Logan gives us a new vulnerable ill and dying super-hero.HughJackman plays the fading savior of civiliisation(who will save the savior???) with a haunting wariness. He personifies T S Eliot’s image of things falling apart and the centre unable to hold.
When we first meet Logan(who moonlights with tireless steadfastness as Wolverine) his car is smashed by hoodlums while he sleeps smashed and ruined inside. This is no super-hero spectacle. It is a metaphor on the closure of amplified heroism also “celebrated”vis avis Batman in the recent Lego Movie where we saw the super-hero as a weak lonely vulnerable and redeemed by the sudden appearance of an unlikely offspring.
This is exactly what happens in Logan too, when 9-year old Laura(Dafne Keen) shows up claiming mutative kinship with Logan. The two unlikely co-travellers, joined by the wizened Charles Xavier(veteran Patrick Stewart) make an unlikely trio of mutants on the run from the government baddies cheer-leadered by Donald Pierce(Boyd Holbrook) .
The combat between the two sides—we really can’t call them the Good and Evil as the two components that make the world go around are so mixed up they are country cousins—is swift and brutal. Somewhere , as Logan drives through a shattered wasteland of burnt-out despair and disembodied disrepair,his savage twin comes out of the genetical disorder .
The two Hugh Jackmans are not used to create a visual splendor of heightened mayhem. The brutality is never used to augment the bestial energy which resides at the core of all action-driven super-hero films.
Dammit, Logan is not an action film at all. Outwardly it exudes a sense of exaggerated bravado.
But look closer. You will see the heart of darkness as Hugh Jackman’s Logan suffers for his lost agility and weeps for his daughter’s future.
Logan is like a serenely played symphony broken by strings of uncharted shrillness that are not brought in to distract but complete the portrait of despair. I was specially stunned by the savagery that destroys the Black American family that invites Logan , his mentor and daughter for a meal and night of rest, and by how Logan and his companions walk away from the mess unharmed unaffected. Laura even uses the I Phone that the slain family’s dead son had lent her. Memory is not a distraction here.It is a reminder of how close we all are to dying.

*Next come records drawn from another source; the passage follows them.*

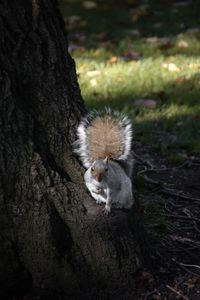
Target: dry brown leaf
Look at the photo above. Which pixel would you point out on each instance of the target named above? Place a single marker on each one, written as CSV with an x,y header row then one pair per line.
x,y
112,60
183,44
89,4
93,82
171,67
131,55
93,73
180,79
166,46
148,103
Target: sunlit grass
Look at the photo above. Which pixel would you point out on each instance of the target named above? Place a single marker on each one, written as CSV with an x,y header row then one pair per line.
x,y
163,65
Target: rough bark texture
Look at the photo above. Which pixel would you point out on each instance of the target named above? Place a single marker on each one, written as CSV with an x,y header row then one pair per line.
x,y
52,234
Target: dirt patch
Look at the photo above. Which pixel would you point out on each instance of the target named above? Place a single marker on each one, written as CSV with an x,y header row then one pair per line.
x,y
170,196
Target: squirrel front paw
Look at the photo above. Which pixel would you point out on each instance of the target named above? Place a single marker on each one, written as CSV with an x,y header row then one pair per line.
x,y
107,210
99,201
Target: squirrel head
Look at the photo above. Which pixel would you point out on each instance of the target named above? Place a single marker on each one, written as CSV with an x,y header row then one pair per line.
x,y
99,169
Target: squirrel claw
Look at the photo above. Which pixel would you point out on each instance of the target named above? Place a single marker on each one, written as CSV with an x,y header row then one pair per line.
x,y
99,202
106,210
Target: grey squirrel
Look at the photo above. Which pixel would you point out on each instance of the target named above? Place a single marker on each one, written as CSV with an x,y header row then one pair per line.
x,y
104,146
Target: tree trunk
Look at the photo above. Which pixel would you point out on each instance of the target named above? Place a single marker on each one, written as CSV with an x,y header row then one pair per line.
x,y
52,234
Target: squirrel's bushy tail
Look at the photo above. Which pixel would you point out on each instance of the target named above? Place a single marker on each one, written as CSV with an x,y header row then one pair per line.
x,y
103,134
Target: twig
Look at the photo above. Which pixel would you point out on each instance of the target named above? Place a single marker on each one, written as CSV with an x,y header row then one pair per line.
x,y
151,293
184,268
177,292
178,194
181,217
187,265
168,191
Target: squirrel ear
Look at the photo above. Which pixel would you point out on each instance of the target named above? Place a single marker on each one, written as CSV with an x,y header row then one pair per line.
x,y
106,160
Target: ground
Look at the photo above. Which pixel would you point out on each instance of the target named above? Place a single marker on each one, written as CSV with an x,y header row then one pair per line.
x,y
142,57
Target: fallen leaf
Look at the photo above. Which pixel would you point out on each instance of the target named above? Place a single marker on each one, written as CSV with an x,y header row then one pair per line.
x,y
93,73
135,14
157,41
166,46
89,4
148,103
93,82
112,60
131,55
133,32
193,30
183,44
171,67
180,79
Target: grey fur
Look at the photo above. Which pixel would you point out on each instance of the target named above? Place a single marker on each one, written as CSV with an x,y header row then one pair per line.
x,y
114,189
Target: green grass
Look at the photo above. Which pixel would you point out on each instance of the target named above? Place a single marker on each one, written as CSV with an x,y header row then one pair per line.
x,y
148,49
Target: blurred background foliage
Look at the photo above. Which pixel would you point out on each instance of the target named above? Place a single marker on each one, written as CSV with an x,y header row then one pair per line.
x,y
143,58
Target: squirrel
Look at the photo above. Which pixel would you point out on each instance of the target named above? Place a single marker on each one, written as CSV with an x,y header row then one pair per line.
x,y
104,146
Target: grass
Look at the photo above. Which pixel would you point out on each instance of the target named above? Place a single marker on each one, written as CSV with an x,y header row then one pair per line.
x,y
144,50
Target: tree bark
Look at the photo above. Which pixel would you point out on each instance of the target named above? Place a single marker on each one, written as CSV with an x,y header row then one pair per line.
x,y
52,235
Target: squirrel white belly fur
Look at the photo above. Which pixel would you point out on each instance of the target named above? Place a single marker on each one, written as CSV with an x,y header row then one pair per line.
x,y
104,146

It is here that the old Charles Xavier admits,this is how life was meant to be…a family life, a warm bed to sleep on, a support system to fall back on. Minutes later it’s all wiped out with a rude dismissive abruptness.
I don’t know whether it is deliberate. But there is an unevenness and inconsistency in storytelling. One minute it is harsh and unforgiving, but in no time the mood changes to one of tenderness and tranquility. Jackman’s Logan/Wolverine rides the tides of fluctuating moods with an ease that indicates his character’s and perhaps his own, acceptance of mortality as the only certainty and reality.

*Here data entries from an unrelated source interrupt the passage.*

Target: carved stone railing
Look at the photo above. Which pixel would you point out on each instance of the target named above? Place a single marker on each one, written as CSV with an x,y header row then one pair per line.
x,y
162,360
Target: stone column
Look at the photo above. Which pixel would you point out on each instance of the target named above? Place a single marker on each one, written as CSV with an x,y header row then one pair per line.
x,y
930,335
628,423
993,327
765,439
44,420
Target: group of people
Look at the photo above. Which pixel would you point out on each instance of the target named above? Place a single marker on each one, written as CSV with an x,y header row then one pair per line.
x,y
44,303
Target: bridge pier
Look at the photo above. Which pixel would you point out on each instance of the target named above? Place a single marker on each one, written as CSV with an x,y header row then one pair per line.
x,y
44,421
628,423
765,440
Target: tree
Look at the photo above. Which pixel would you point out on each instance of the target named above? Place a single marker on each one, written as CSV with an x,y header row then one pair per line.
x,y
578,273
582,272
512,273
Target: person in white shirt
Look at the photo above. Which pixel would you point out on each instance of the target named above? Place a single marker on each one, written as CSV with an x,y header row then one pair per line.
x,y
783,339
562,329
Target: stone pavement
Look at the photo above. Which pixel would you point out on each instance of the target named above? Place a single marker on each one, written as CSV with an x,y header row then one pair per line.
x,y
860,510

Logan is an excursion that embraces the eclectic and elegiac aspects of existence. It makes room for a great deal of discourse and doubt on what constitutes a desirable life. It is also plagued by a lot of predictable emotions. The last act is specially clichéd replete with manipulative images of innocent children being helped to cross into safety by the dying Logan who is none the worse for the wear and tear.
Logan humanizes the super-hero to a level of supreme surrender . We have never seen a comicbook hero who is so vulnerable and so challenged by a 9-year old girl who is played by a child who has the ability to project herself as much older than she actually is, without seeming precocious.
We’ve never seen a hero so ready for the fall.We probably never will.